12. Practice your race pace
Practicing race pace during training teaches your body how to find your goal pace and what the effort feels like. Ideally, you run a bunch of miles at goal pace during training so on race day, you naturally and easily settle into it without constantly checking your watch to make sure you’re on the right track.
13. Participate in a race during training
Now, this isn’t an essential part of training, but it never hurts to practice your race day routine. Participating in a race during training gives you an opportunity to:
- Feel and manage the pre-race jitters
- Practice your fueling the night before, morning of, and during the race
- Travel to a race and allot enough time to get situated the at the start
- Execute your race day plan
14. Visualize yourself running strong
In the months and weeks leading up to your race, visualize yourself crushing your run. For example, imagine yourself executing your race plan to a T. It’s possible you see yourself waving to spectators. Maybe you’re smiling for the photographers and giving them a thumbs up. How do you envision yourself approaching the finish line? I hope you have a big smile on your face!
15. Enjoy the process
For most of us, running is a hobby and something we choose to do in our spare time for enjoyment and movement.
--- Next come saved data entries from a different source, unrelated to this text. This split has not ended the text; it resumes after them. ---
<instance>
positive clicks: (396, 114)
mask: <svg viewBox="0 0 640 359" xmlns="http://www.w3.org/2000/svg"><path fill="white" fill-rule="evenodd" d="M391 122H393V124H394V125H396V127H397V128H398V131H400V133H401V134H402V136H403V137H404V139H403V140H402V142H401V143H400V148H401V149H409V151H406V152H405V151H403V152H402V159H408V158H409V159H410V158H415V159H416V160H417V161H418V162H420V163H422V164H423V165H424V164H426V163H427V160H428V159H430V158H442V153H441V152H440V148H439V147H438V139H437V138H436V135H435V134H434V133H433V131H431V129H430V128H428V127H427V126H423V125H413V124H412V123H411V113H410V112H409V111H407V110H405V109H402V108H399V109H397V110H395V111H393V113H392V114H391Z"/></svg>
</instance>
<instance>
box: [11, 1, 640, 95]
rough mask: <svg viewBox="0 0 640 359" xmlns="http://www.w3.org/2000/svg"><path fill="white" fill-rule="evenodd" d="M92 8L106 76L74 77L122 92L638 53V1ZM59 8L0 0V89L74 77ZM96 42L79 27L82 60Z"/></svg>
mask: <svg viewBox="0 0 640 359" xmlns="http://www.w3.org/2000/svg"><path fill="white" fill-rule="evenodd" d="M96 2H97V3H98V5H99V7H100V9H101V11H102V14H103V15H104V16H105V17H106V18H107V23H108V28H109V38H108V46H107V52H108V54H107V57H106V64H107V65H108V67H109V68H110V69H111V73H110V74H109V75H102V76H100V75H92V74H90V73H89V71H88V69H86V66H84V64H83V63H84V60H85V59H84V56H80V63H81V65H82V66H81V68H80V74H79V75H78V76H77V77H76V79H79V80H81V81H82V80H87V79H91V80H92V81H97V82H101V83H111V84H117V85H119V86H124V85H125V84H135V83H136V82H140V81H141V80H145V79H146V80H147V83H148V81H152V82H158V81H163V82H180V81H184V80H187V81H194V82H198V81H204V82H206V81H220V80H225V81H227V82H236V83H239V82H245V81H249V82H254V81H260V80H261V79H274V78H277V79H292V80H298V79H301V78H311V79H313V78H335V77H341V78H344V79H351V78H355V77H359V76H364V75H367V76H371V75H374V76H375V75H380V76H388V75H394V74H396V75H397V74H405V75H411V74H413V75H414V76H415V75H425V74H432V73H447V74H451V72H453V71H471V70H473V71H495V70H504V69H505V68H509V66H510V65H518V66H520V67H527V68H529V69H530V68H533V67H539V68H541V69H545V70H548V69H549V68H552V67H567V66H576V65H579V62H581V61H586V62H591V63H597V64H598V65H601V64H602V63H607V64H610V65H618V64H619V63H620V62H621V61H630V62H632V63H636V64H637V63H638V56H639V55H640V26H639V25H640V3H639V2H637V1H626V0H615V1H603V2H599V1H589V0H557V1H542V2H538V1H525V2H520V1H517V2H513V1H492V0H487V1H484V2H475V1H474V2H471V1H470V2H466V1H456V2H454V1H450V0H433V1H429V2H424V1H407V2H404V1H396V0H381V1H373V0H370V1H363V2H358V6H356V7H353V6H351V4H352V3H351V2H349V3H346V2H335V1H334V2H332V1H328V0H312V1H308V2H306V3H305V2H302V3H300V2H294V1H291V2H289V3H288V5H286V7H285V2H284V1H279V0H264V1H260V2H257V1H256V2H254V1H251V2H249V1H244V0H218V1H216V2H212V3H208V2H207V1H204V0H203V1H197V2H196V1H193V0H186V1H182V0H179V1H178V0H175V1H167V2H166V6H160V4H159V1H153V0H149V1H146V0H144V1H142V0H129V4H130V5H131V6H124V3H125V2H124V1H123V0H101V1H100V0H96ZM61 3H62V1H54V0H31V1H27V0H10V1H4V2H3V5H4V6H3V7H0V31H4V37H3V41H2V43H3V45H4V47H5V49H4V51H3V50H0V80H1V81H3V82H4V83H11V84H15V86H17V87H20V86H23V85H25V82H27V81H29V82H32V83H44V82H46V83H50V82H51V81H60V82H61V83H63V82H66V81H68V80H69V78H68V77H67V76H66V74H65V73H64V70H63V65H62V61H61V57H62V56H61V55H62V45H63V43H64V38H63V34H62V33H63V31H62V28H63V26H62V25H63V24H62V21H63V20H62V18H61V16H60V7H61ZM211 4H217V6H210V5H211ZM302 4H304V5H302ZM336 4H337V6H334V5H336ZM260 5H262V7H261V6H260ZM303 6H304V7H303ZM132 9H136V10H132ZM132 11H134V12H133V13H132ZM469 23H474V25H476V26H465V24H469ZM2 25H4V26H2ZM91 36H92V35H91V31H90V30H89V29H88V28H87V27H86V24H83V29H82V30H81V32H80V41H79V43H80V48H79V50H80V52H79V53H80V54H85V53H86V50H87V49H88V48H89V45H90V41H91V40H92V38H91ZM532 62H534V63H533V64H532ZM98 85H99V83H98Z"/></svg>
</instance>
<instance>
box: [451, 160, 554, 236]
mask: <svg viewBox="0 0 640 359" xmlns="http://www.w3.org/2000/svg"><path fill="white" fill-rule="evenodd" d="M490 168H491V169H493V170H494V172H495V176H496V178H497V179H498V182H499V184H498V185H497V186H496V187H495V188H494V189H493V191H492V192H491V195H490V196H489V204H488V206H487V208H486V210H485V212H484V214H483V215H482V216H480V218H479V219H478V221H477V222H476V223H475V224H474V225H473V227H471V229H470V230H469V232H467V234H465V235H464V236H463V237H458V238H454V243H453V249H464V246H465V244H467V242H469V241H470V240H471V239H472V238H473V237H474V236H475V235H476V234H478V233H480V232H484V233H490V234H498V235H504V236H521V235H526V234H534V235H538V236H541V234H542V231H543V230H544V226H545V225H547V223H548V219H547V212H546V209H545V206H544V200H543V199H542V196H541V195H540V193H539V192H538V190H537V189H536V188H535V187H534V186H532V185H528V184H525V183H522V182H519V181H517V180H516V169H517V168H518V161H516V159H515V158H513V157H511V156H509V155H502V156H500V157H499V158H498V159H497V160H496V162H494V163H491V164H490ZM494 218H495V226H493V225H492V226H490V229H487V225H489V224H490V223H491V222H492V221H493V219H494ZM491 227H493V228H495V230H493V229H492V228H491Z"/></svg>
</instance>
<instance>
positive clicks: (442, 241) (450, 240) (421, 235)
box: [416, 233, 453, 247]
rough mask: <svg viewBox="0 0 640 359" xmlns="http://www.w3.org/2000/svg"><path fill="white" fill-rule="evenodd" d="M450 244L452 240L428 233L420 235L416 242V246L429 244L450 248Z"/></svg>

Therefore, it’s important to have fun! 99% of our running is training runs, so fall in love with easy effort miles, be okay with running in the rain, and find joy in the process, not the end result.
If you are not enjoying your running, then it’s time to take a step back and reevaluate your training.
16. Prioritize effort over pace
Because you’ve practiced your goal race pace during training, you know what the effort feels like. However, race day can throw us curveballs, like warmer temperatures. If you find yourself at the start line on a particularly warm day, keep running off effort in the forefront of your mind, not pace.
This means you might adjust your pacing plan slightly and slow down. That’s ok! Doing this ensures you give an appropriate effort for the distance and are also mindful to not over stress your body too early.
Related: Rate of Perceived Effort Free Guide
17. Adjust to factors you cannot control
As you know, there are many factors a runner can control throughout their training and on race morning. However, we cannot control everything, such as:
- Course congestion
- Freak accidents (like stepping in a pothole and rolling an ankle)
The best thing you can do with uncontrollable factors is adjust and yield to them. For instance, the first mile or two might be very crowded if you’re running a large race. Sit back and stay patient until the crowds thin out, then start attacking your pacing plan. What you don’t want to do is weave in and out of the crowds, as that can use a lot of energy very early in the race.
Eager to PR in Running?
Do you want to PR in running? If so, which distance do you want to set a PR in?
Is there anything from the list above that you already do well? Is there an area you can improve in?